Rett syndrome (RTT) is a severe neurodevelopmental disorder caused by a mutation in the X-linked methyl-CpG-binding protein 2 (MECP2). There is currently no disease-specific treatment, but MECP2 restoration through reactivation of the inactive X (Xi) has been of considerable interest. Progress toward an Xi-reactivation therapy has been hampered by a lack of suitable female mouse models. Because of cellular mosaicism due to random X-chromosome inactivation (XCI), Mecp2+/− heterozygous females develop only mild RTT. Here, we create an improved female mouse model by introducing a mutation in Tsix, the antisense regulator of XCI allelic choice. Tsix–Mecp2 mice show reduced MECP2 mosaicism and closely phenocopy the severely affected Mecp2-null males.

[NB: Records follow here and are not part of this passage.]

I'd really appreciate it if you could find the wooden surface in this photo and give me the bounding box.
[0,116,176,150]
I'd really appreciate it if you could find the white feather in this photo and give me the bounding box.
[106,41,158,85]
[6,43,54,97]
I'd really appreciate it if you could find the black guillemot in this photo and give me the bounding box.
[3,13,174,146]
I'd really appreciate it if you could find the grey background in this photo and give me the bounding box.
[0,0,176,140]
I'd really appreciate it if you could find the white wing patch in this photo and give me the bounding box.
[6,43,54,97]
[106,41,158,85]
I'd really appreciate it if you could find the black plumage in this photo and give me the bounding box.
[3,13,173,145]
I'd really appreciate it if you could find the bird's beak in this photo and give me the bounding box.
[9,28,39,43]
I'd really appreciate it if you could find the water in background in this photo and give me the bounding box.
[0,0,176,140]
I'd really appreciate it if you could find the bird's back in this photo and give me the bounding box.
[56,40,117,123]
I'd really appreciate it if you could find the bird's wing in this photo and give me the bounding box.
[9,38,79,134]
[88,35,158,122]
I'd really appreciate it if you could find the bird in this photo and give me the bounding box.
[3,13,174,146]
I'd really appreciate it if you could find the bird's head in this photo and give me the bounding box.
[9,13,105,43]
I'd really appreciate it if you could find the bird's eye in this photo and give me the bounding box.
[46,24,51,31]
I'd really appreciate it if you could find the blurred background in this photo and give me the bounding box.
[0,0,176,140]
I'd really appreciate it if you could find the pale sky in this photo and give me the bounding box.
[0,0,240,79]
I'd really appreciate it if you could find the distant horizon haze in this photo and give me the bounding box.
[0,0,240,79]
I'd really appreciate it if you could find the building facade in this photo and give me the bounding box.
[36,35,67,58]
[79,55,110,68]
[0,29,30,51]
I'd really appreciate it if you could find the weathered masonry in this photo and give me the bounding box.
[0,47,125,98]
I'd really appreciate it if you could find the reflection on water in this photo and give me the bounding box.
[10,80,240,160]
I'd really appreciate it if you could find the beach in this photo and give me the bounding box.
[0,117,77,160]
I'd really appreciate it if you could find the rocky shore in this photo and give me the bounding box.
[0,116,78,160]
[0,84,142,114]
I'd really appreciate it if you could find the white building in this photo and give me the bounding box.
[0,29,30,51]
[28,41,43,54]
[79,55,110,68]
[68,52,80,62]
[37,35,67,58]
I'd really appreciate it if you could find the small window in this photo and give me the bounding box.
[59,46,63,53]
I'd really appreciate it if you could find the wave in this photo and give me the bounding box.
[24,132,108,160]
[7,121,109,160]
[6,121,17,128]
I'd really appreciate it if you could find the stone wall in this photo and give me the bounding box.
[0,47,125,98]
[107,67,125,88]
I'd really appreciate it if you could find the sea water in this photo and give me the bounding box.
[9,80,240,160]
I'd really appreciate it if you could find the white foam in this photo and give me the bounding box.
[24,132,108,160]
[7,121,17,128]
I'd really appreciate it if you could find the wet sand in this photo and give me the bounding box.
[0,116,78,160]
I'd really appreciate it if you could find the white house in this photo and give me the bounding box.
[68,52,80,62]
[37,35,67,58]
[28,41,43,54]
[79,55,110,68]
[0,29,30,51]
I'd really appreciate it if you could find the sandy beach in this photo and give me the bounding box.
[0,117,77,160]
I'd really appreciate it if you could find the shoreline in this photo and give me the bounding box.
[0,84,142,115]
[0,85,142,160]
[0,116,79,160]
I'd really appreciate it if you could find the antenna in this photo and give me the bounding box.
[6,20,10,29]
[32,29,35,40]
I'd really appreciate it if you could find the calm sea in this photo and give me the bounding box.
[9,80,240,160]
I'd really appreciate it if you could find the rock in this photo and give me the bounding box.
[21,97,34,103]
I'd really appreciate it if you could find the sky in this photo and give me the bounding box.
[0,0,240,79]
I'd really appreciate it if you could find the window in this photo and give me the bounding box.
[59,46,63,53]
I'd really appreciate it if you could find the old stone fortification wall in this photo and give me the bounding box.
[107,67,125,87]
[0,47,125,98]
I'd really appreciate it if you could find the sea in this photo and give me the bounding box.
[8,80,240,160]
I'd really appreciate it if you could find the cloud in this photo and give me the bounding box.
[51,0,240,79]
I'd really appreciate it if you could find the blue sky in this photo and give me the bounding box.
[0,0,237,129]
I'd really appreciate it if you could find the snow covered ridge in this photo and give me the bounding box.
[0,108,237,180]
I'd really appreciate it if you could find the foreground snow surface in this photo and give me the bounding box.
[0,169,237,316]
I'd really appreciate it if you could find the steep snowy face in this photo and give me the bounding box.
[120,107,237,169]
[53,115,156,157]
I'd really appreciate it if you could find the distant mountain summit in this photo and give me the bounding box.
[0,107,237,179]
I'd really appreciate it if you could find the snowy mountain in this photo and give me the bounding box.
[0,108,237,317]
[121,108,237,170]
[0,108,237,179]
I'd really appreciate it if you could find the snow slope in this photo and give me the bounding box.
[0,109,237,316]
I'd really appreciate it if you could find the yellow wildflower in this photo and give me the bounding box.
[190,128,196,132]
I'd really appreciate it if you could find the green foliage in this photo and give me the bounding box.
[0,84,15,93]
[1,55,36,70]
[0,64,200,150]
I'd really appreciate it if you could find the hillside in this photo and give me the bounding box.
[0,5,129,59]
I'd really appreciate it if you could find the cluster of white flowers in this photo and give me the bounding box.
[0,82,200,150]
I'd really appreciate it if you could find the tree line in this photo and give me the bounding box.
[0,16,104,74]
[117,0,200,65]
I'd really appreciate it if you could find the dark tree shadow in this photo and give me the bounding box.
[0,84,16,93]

Tsix–Mecp2 females demonstrate shortened lifespan, motor weakness, tremors, and gait disturbance. Intriguingly, they also exhibit repetitive behaviors, as is often seen in human RTT, including excessive grooming and biting that result in self-injury. With a Tsix allelic series, we vary MECP2 levels in brain and demonstrate a direct, but nonlinear correlation between MECP2 levels and phenotypic improvement. As little as 5–10% MECP2 restoration improves neuromotor function and extends lifespan five- to eightfold. Our study thus guides future pharmacological strategies and suggests that partial MECP2 restoration could have disproportionate therapeutic benefit.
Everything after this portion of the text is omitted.